I ain’t dead yet, kid, D thought. He let his weapon drop from its aim on the woman.
She smiled and took two steps toward him.
D put up his hand, and she stopped. “Easy, mama san, easy. Put the hat on the ground, please.” He tried to pantomime the request. “Easy.”
Smiling and nodding, she lifted the hat in offering again and rattled off more words that could have been I’m going to eat your liver with chopsticks, you Yankee pig, for all he knew.
“Put it on the ground, mama. Real slow.” He heard himself doing that asinine thing where he raised his voice like that would make her understand better. Clearing his throat, he tried again in a more conversational tone. “The hat. On the ground. Slow.”
Finally she got it. Her eyes flared wide with understanding, and she nodded excitedly and set the hat down.
She didn’t do so with any particular care, except to try not to spill the rice, and she didn’t back off right away. These were exceptionally encouraging signs. Not proof-positive she wasn’t a threat, but definitely checks in the right column.
With a quick look over his shoulder to ensure his men were at safe distance—they’d fallen back to not an inch more than the minimum he’d dictated and were all still drawn and aimed—D crouched before the hat and pushed his hand in before he could lose his nerve.
Rice. Nothing but rice. He heaved
a great sigh of relief.
He looked up at the old woman. Her hands were together now, and she bowed. Thanking him? “I don’t understand, mama san.”
Another rush of words spilled from her lips. Then she backed away, turned, and tottered off down the road.
That was very strange.
She was too old to be out here alone. No way she was alone. And why give him a hat full of rice if she didn’t want anything?
She was a decoy.
So D’s squad could be surrounded. Well, mystery solved.
D stood and aimed again. “Fall in! Look sharp!” he called and heard the soft thunder of boots running toward him. He’d been focused on that goddamn hat, and he’d left his men sitting ducks. “Get to cover,” he ordered. “Watch your six.” The men scattered carefully into the ruins. D kept one eye on the road until they were off it.
A rustle in the bush to his left. D fired, one shot, aimed high, looking to draw fire and get a location, but holding out one last flicker of hope that it was a frightened civilian and not a VC lying in wait. Knowing what he was doing, his men held their fire.
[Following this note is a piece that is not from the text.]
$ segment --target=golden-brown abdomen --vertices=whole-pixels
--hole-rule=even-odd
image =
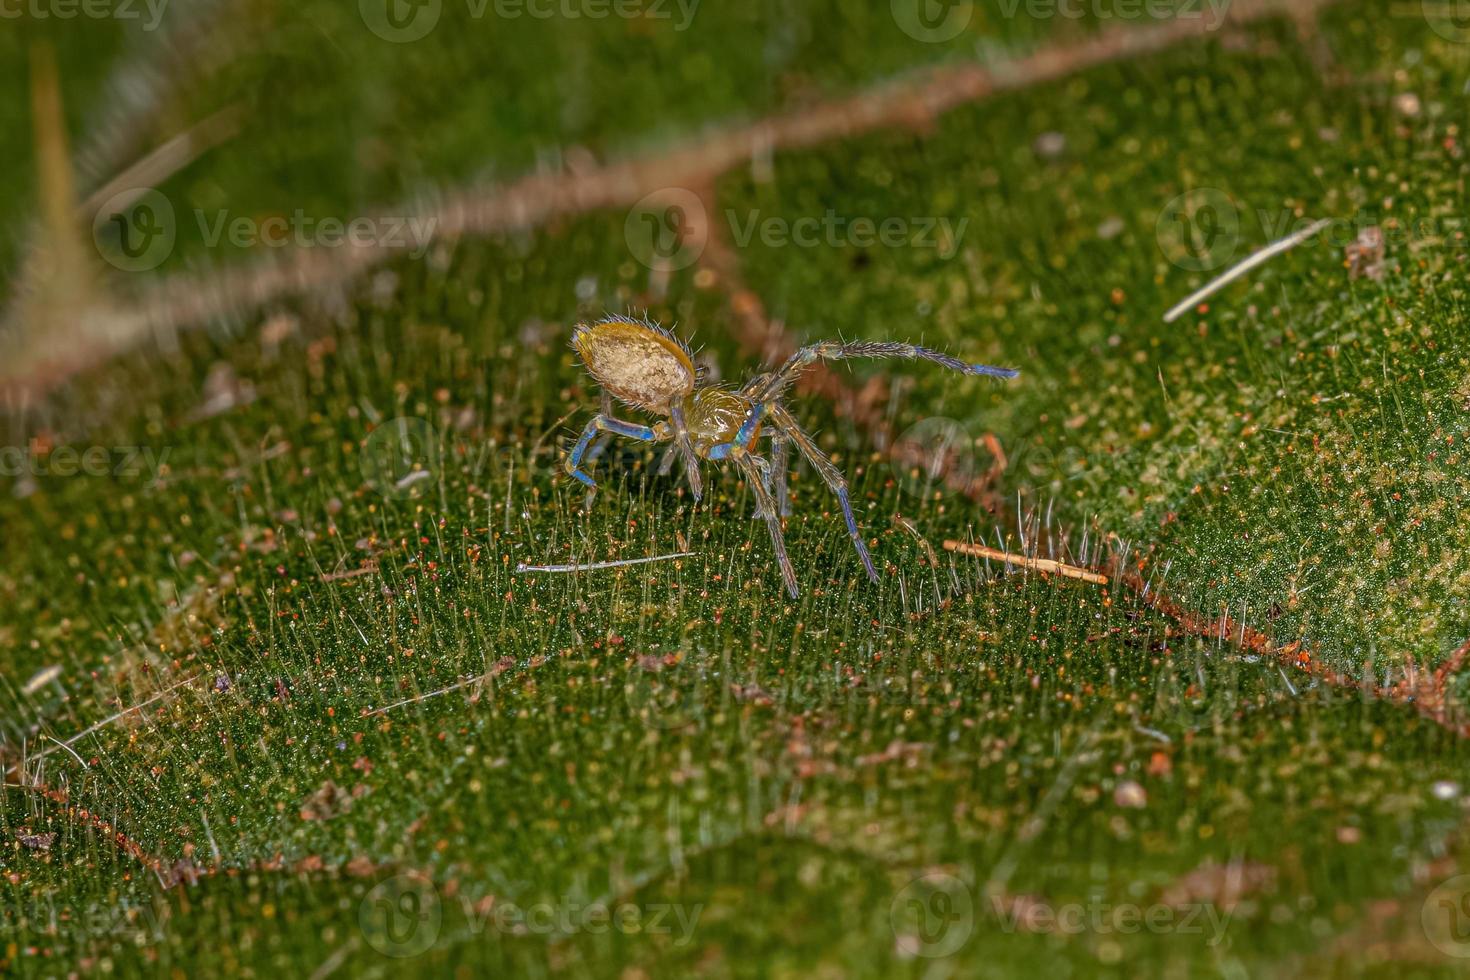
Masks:
[[[694,392],[689,352],[652,324],[626,317],[584,323],[572,347],[608,394],[634,408],[667,415],[671,403]]]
No shot was returned. But was that a voice in the bush?
“Look sharp!” he called again.
In the bush, Brian saw movement, and a flash of black—all he needed to know it was a rifle. One of the Russian AK-47s these bastards carried. Far more reliable than the M16, which jammed repeatedly and always picked the worst possible time to do it.
He fired, and this time, he didn’t aim high.
A VC fell forward, a chunk of his head missing, and then the afternoon thundered with the sound of war.
As squad commander, D was both soldier and tactician. He had to keep engaged in his own fight and understand the progress of the whole battle and the well-being of his men. As he shot another VC jumping from cover before him, he caught more movement from the corner of his eye and yelled “Douglas! On your three!”